Tu as toujours rêvé d’être libre, libre comme… un oiseau. Mais attention, pas n’importe quelle créature dotée d’ailes, un véritable oiseau. Pas un vulgaire animal de basse-cour, condamné à agiter vainement ses appendices de plumes grossières − peut-on vraiment nommer cela des ailes ? − sans parvenir à soulever son corps trop lourd pour l’envol.

Non, un être noble et délicat, un être qui déploierait ses fines ailes pour s’envoler vers de nouveaux horizons. Une simple petite mésange te suffirait, tu n’as nul besoin de la parure multicolore d’un ara, ou des atours d’un majestueux paon.

Actuellement, tu dirais que tu te situes au niveau du canari. Certes dotée d’ailes, mais en cage. Emprisonnée. Atrophiées, les ailes !
Tu voudrais suivre ton instinct, quitter ta place, te démarquer des autres. Bouleverser l’ordre établi, les codes tacites qui dirigent ton monde. Tu ne peux pas. Tu te caches derrière les barreaux de ta cage, qu’ils prennent la forme de tes paroles, tes actes ou ta façon d’être. Tu te protèges. Contre quoi ? L’ennemi, c’est l’homme, l’ennemi, c’est toi. Tu t’es cloîtrée dans ta forteresse d’illusions par crainte des autres, mais aussi par crainte de toi-même.

Tu as peur de tes réactions, peur d’être trop sauvage, peur de ta peur même. Tu n’es pas naturelle, pas sincère, tu te mens, et tu mens aux autres aussi.

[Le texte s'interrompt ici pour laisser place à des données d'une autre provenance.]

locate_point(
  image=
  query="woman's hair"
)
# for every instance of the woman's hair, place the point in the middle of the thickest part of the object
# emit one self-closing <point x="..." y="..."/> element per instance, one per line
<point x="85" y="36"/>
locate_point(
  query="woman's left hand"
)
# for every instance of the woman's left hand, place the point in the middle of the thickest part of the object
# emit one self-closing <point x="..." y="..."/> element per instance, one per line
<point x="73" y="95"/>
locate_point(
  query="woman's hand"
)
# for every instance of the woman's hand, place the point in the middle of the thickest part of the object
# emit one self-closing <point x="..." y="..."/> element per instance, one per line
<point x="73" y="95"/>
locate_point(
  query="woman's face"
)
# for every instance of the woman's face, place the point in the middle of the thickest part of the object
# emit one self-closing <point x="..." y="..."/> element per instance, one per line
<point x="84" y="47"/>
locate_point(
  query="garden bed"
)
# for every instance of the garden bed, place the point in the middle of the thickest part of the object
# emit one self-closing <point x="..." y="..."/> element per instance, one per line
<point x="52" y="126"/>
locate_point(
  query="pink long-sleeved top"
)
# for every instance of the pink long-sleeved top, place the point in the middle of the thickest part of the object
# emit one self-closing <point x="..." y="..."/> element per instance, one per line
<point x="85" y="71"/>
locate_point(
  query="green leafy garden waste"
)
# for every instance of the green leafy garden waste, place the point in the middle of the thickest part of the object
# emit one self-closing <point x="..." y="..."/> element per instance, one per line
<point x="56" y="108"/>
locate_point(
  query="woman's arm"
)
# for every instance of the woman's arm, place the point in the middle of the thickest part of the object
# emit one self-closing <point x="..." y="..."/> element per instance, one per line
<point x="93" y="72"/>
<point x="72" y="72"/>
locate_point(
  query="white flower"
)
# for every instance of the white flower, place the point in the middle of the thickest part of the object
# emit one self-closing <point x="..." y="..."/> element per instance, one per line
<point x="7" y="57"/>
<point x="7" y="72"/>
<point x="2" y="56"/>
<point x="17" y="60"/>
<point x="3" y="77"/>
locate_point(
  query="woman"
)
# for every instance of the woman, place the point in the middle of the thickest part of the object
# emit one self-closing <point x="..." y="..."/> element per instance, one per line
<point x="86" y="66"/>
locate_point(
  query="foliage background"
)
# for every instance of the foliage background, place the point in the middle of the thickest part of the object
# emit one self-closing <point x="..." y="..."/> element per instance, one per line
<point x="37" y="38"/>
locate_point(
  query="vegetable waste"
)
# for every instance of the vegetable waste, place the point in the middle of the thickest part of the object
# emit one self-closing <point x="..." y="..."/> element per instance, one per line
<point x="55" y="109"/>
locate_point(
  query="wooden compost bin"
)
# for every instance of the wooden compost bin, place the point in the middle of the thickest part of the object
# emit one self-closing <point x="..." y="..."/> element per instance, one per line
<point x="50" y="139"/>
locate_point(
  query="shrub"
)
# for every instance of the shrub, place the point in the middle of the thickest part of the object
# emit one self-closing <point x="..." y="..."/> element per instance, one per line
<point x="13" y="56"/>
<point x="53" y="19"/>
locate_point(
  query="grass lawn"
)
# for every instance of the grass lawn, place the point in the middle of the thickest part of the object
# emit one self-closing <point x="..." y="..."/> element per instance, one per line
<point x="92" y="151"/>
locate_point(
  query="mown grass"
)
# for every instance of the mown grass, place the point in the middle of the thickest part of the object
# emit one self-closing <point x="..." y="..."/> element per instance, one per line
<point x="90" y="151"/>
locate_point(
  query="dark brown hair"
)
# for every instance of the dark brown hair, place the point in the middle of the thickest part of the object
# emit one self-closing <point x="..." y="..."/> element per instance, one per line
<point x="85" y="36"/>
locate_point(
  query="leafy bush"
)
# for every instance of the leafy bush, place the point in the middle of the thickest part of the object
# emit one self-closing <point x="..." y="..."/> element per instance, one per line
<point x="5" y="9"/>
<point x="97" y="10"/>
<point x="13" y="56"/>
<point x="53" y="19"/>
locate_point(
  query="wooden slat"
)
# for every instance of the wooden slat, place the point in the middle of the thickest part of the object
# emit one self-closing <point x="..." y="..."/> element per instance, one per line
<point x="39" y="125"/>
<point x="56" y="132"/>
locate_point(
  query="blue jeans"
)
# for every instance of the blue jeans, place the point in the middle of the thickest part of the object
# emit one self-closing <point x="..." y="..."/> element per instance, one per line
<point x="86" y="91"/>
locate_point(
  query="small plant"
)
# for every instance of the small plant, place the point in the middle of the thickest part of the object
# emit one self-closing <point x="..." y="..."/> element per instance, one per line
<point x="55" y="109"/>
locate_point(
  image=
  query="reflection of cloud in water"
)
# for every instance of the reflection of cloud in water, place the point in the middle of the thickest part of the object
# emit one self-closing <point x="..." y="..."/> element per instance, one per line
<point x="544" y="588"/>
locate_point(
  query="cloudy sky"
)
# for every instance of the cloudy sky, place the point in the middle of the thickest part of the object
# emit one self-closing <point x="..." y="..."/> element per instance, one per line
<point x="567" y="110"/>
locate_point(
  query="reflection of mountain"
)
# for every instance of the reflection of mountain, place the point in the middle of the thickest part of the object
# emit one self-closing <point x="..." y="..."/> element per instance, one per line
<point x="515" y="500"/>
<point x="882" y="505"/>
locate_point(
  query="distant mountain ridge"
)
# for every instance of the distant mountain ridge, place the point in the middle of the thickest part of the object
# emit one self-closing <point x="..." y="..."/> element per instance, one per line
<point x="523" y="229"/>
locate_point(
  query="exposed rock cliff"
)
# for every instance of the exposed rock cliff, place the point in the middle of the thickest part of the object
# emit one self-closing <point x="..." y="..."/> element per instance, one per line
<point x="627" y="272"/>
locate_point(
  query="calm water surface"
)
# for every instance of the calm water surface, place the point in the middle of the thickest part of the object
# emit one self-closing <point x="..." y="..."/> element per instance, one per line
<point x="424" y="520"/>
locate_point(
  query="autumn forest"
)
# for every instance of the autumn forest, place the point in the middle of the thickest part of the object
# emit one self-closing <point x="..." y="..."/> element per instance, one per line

Bien sûr, tu n’es pas totalement isolée, tu n’es pas une malheureuse créature farouche et esseulée en quête de quelque compagnie. Tu as, Dieu merci, un petit cercle d’amis avec qui tu t’entends bien. Il t’arrive de te demander ce que tu ferais sans eux ; c’est sans doute pour ça que tu appréhendes tant ton passage en Seconde. Que deviendrait le faible oiseau, privé de la lumière qui filtre à travers les barreaux de sa cage ?

Tes parents, sans hésiter, tu les aimes. Pourquoi en serait-il autrement ? Tu leur dois tout, à commencer par l’existence, ce qui n’est tout de même pas négligeable.
Bien qu’ils t’énervent, n’est-ce pas le propre des parents ? Ils doivent te contraindre à accomplir des tâches contre ton gré, c’est leur rôle. Quant à toi, tu obéis, tu fuis le conflit, quitte à être te sentir opprimée. Il est tellement plus simple d’éviter les confrontations, en se contentant de suivre ces ordres, parfois dénués de sens, plutôt que de s’épuiser à contester les directives.
Et puisque tu aimes tes parents, puisque tu te complais dans la docilité et l’obéissance, tu ne peux les décevoir. Il te faut sans cesse leur prouver ta valeur, de par tes actes, tes paroles, et, plus encore, de par tes résultats scolaires. Tu travailles avant tout pour toi, pour assurer ton avenir, on te l’a tant répété ! Mais tu t’appliques à ne ramener que des bonnes notes à la maison pour demeurer en bonne place dans l’estime de tes parents.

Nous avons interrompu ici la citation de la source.